Jorge Amado morreu "deixando atrás de si um caudaloso e riquíssimo rio de mitologias de personagens emblemáticas, algumas das quais, graças à enorme difusão de seus livros, ajudados também pelo cinema e televisão, chegaram aos mais remotos lugares do mundo", acrescentou Vargas.
Ao se referir à "extraordinária generosidade" de Amado, o escritor peruano disse que pode comprovar esta "qualidade humana fora de série" quando esteve trabalhando no Brasil seu romance "A Guerra do fim do mundo", que transcorre na Bahia.
"Se existe o céu, e se algum escritor entra nele, estou certo que será Jorge amado", afirmou o prêmio Cervantes.
O tradutor para o espanhol da quase totalidade da obra de Amado, que o fez conhecido na Espanha, inclusive contra os avatares da censura franquista, o catedrático e escritor galego Basilio Losada, também "barcelonês" de adoção, teve esta terça-feira palavras muito emocionada sobre a morte do amigo brasileiro.
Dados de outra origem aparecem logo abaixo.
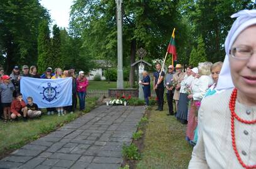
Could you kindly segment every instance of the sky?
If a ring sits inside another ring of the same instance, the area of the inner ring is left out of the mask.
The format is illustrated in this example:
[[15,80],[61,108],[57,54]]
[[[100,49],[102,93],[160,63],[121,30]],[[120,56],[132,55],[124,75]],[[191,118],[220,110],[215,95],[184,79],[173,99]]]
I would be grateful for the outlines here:
[[73,0],[41,0],[41,4],[46,8],[53,21],[52,25],[68,27],[69,13]]

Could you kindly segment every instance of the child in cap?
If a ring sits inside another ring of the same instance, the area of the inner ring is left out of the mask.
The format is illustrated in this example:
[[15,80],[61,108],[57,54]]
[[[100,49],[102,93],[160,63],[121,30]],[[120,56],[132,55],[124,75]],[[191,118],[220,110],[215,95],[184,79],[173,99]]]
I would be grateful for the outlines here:
[[22,95],[17,93],[16,100],[14,100],[11,104],[11,118],[18,119],[18,117],[23,115],[23,120],[27,121],[28,107],[26,103],[23,100]]
[[28,97],[28,116],[29,118],[34,118],[40,116],[42,112],[39,110],[38,105],[33,102],[32,97]]
[[4,110],[4,122],[6,123],[7,120],[10,120],[11,117],[11,103],[13,101],[14,86],[10,83],[10,77],[8,75],[3,76],[1,79],[3,83],[0,84],[1,100]]

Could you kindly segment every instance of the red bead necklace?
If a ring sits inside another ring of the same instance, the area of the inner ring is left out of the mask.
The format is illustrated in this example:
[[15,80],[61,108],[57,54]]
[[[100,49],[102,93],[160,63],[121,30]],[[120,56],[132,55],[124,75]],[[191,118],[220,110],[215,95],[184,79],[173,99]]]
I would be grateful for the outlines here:
[[243,166],[243,168],[246,169],[253,169],[256,168],[256,165],[245,165],[243,161],[242,160],[241,157],[237,151],[237,145],[235,144],[235,118],[236,118],[239,121],[248,124],[252,125],[256,123],[256,120],[248,121],[245,120],[243,119],[240,118],[235,112],[235,101],[237,100],[237,90],[234,88],[232,91],[232,93],[230,96],[230,100],[229,103],[229,108],[231,111],[231,136],[232,138],[232,146],[233,149],[234,150],[235,155],[237,156],[237,160],[239,161],[239,163]]

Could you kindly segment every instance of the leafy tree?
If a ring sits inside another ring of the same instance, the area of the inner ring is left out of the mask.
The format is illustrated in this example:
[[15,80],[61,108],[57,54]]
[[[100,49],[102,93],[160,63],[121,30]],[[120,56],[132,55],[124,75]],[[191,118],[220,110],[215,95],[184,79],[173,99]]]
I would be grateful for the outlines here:
[[56,24],[53,27],[53,38],[51,44],[51,66],[53,68],[63,68],[63,58],[61,55],[60,30]]
[[[163,49],[177,25],[176,5],[177,1],[170,0],[123,1],[124,66],[135,61],[136,49],[141,47],[147,51],[146,60],[163,57]],[[76,0],[71,9],[71,34],[82,38],[83,46],[93,57],[116,63],[115,1]],[[134,69],[131,68],[131,86],[134,75]]]
[[51,61],[51,39],[48,23],[43,21],[39,26],[39,34],[38,38],[38,59],[37,62],[38,72],[43,73],[50,64]]
[[207,61],[206,54],[205,49],[205,43],[203,38],[200,36],[198,39],[198,45],[197,49],[193,48],[190,53],[189,64],[193,67],[198,66],[198,63]]
[[2,1],[0,3],[0,57],[5,69],[14,64],[35,64],[38,58],[38,25],[50,20],[38,0]]

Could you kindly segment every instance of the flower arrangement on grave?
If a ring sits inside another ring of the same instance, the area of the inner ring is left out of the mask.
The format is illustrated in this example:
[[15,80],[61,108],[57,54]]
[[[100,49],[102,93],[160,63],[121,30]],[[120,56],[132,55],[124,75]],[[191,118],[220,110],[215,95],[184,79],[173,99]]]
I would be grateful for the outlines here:
[[126,106],[127,103],[128,103],[128,100],[131,98],[131,95],[126,96],[123,94],[122,96],[120,96],[120,95],[117,94],[115,95],[115,96],[117,98],[110,100],[109,101],[109,105],[114,106],[124,105]]

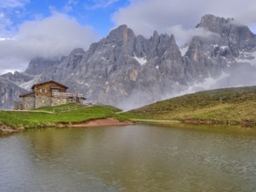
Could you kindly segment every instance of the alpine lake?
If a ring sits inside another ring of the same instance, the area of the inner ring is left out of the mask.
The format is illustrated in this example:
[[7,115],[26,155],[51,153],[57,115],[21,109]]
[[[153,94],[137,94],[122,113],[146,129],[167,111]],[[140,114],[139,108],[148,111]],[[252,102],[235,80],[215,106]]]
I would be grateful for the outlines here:
[[0,191],[256,191],[256,128],[24,131],[0,138]]

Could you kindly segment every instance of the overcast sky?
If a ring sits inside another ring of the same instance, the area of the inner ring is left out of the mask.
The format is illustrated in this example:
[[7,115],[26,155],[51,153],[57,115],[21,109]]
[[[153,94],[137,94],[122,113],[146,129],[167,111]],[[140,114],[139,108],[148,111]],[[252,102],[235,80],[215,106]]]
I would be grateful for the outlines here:
[[185,42],[202,16],[234,17],[256,31],[255,0],[0,0],[0,74],[23,71],[34,57],[67,55],[126,24]]

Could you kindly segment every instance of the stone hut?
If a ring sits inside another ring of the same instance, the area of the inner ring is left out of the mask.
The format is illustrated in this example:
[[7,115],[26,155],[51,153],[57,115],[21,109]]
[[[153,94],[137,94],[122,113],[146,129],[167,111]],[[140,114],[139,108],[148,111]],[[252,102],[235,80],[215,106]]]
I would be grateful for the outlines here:
[[33,85],[31,92],[19,95],[23,98],[23,109],[31,110],[74,102],[83,103],[83,94],[66,93],[67,89],[67,86],[53,80]]

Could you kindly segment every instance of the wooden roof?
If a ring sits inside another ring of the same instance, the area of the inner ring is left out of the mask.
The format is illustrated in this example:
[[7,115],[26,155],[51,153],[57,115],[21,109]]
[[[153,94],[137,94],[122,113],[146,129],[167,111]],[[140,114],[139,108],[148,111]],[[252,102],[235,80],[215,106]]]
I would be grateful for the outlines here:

Amado era - disse Losada - "um grande escritor, como nenhum outro em todo o Brasil", apesar de existirem "excelentes escritores" nesse país, porque - destaca - "a literatura brasileira é hoje entre todas as do mundo a de melhor nível de qualidade, novidade e desinibição".
Losada lamentou que, apesar de ser traduzido para cerca de 60 línguas, Jorge Amado tenha sido "pouco conhecido na Espanha", onde sua obra foi silenciada pelo franquismo.
"Não acredito que em nenhuma outra literatura do mundo moderno haja um escritor tão profundamente itnegrado em seu mundo. Na Bahia todos o conhecem: as crianças de rua, os camelôs, os pescadores", disse Losada.
Quanto as idéias políticas que custou ao escritor, entre outras coisas, ganhar o Prêmio Nobel, Losada disse que Jorge Amado "queimou sua vida dentro do Partido Comunista do Brasil e nunca renunciou a suas idéias".
Para Losada, considerado na Espanha como o melhor conhecedor de toda a obra de Jorge Amado, "Quincas Berro D'Água" é "um dos contos mais bonitos que jamais foram escritos em qualquer língua".